|
Abstract.
The notion of embedding a class of dichotomies in a class of linear
half spaces is central to the support vector machines paradigm.
We examine the question of determining the minimal Euclidean dimension
and the maximal margin that can be obtained when the embedded class
has a finite VC dimension.
We show that an overwhelming majority of the family of finite concept
classes of any constant VC dimension cannot be embedded in
low-dimensional half spaces. (In fact, we show that the Euclidean
dimension must be almost as high as the size of the instance space.)
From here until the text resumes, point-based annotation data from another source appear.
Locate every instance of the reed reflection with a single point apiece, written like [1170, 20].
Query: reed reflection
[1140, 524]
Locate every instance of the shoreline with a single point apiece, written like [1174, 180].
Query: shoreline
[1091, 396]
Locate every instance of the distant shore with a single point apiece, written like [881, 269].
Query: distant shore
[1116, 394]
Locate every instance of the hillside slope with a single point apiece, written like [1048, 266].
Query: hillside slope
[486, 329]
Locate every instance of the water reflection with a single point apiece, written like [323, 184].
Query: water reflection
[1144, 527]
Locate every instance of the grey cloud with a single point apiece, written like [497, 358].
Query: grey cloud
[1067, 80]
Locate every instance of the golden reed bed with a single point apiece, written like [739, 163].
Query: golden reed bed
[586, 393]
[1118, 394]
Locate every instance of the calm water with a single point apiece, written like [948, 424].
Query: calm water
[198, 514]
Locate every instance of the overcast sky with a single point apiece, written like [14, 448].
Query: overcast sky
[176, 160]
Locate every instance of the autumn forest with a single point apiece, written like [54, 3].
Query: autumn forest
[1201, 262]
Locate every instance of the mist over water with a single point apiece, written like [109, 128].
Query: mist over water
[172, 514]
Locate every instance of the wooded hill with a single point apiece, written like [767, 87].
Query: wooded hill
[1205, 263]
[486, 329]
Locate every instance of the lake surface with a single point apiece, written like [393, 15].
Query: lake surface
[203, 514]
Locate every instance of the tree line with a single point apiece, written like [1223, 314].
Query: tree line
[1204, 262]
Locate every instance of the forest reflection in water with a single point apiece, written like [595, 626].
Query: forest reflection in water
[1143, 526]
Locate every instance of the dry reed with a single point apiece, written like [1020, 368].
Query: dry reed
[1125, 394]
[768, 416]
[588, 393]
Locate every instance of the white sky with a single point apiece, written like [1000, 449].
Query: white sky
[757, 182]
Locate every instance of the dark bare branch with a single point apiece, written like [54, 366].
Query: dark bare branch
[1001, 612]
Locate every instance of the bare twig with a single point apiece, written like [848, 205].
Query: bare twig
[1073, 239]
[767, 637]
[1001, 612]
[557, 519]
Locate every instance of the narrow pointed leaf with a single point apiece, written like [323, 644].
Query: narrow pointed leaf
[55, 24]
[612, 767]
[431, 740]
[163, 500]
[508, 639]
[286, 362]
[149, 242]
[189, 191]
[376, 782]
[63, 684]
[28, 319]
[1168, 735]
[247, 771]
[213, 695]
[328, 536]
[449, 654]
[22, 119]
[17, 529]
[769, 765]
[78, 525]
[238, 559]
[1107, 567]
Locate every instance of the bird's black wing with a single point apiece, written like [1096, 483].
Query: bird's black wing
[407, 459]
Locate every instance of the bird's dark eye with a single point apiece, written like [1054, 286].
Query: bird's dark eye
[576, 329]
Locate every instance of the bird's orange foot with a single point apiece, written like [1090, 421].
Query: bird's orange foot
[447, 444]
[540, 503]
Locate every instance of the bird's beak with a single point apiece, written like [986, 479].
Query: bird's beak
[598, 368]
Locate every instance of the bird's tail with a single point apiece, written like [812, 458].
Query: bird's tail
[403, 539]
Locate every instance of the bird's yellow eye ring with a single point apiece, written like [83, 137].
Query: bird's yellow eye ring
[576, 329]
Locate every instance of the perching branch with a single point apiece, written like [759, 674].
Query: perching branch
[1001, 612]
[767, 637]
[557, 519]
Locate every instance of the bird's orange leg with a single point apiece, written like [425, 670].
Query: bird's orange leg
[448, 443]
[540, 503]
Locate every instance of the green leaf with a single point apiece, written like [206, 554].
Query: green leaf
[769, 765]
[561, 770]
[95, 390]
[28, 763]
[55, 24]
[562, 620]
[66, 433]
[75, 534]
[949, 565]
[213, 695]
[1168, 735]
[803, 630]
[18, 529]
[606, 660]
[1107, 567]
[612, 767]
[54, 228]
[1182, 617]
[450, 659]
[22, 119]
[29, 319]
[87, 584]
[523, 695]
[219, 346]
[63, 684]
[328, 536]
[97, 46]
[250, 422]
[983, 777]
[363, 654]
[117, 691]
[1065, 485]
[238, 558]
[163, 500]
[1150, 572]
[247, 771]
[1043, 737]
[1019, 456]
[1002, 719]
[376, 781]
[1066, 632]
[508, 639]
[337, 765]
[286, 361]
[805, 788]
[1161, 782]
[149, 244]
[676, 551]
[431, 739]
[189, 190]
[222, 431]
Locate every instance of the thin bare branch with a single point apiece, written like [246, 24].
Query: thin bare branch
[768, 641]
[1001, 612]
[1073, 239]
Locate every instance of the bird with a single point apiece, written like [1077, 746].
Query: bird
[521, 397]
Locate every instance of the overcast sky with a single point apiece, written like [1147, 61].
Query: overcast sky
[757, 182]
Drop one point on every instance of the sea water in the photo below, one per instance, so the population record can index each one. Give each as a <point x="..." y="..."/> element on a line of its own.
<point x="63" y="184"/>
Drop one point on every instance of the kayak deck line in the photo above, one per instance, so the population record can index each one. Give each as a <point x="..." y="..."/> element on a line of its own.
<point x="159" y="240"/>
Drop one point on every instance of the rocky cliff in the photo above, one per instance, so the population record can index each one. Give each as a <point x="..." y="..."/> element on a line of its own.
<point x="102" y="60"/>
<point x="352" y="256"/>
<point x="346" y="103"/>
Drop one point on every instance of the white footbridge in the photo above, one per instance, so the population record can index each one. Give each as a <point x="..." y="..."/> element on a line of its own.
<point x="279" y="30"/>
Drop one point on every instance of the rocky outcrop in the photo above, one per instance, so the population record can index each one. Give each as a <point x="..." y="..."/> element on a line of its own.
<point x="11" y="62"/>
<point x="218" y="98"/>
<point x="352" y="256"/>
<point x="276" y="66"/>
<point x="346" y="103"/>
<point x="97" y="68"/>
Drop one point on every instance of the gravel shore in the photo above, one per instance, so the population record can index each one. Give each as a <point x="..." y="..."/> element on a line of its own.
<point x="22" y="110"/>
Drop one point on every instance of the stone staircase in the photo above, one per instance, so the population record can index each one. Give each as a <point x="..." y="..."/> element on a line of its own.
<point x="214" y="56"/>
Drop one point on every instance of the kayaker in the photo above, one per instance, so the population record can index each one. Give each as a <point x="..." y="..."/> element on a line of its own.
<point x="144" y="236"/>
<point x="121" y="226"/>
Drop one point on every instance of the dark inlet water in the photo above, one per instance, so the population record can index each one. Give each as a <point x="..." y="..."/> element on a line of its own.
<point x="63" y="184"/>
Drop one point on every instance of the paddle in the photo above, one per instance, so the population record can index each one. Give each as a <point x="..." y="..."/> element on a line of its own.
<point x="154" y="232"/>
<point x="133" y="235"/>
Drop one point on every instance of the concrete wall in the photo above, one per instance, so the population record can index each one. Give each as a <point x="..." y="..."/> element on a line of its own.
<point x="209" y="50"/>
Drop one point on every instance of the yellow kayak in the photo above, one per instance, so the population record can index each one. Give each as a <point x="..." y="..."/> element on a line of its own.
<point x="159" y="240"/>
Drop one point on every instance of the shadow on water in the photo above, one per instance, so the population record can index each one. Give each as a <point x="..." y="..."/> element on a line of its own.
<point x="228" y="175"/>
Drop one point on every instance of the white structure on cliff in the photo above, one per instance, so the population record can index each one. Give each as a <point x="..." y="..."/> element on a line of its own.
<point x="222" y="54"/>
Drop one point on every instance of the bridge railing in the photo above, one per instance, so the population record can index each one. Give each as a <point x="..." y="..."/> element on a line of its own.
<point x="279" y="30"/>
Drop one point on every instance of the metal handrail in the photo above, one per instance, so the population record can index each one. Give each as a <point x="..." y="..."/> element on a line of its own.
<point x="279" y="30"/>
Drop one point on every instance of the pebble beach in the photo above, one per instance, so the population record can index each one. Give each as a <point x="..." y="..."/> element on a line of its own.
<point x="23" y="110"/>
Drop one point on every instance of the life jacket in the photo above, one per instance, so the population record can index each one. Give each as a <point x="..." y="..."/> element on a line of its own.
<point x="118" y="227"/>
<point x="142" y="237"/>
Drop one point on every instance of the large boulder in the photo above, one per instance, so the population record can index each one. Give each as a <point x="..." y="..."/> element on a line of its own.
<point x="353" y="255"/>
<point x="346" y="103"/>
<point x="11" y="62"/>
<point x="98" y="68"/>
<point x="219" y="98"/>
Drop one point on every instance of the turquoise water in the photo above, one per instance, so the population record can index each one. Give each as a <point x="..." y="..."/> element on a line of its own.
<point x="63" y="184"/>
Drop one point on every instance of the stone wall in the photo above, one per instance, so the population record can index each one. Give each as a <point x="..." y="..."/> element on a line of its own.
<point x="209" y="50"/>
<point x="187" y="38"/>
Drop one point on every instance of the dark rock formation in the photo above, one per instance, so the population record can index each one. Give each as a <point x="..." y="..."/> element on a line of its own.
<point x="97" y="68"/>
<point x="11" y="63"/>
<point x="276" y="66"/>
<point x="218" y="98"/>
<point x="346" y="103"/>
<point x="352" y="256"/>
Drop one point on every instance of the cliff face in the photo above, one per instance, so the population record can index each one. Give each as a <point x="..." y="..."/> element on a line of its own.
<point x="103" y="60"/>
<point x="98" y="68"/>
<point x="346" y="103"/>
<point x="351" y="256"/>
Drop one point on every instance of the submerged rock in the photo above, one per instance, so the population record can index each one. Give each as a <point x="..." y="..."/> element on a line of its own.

We strengthen this result even further by showing that an overwhelming
majority of the family of finite concept classes of any constant VC
dimension cannot be embedded in half spaces (of arbitrarily high
Euclidean dimension) with a large margin. (In fact, the margin cannot
be substantially larger than the margin achieved by the trivial
embedding.) Furthermore, these bounds are robust in the sense that
allowing each image half space to err on
a small fraction of the instances does not imply a significant
weakening of these dimension and margin bounds.
Our results indicate that any universal learning machine, which
transforms data into the Euclidean space and then applies linear (or
large margin) classification, cannot enjoy any meaningful
generalization guarantees that are based on either VC dimension or
margins considerations. This failure of generalization bounds applies
even to classes for which "straight forward" empirical risk minimization
does enjoy meaningful generalization guarantees.
|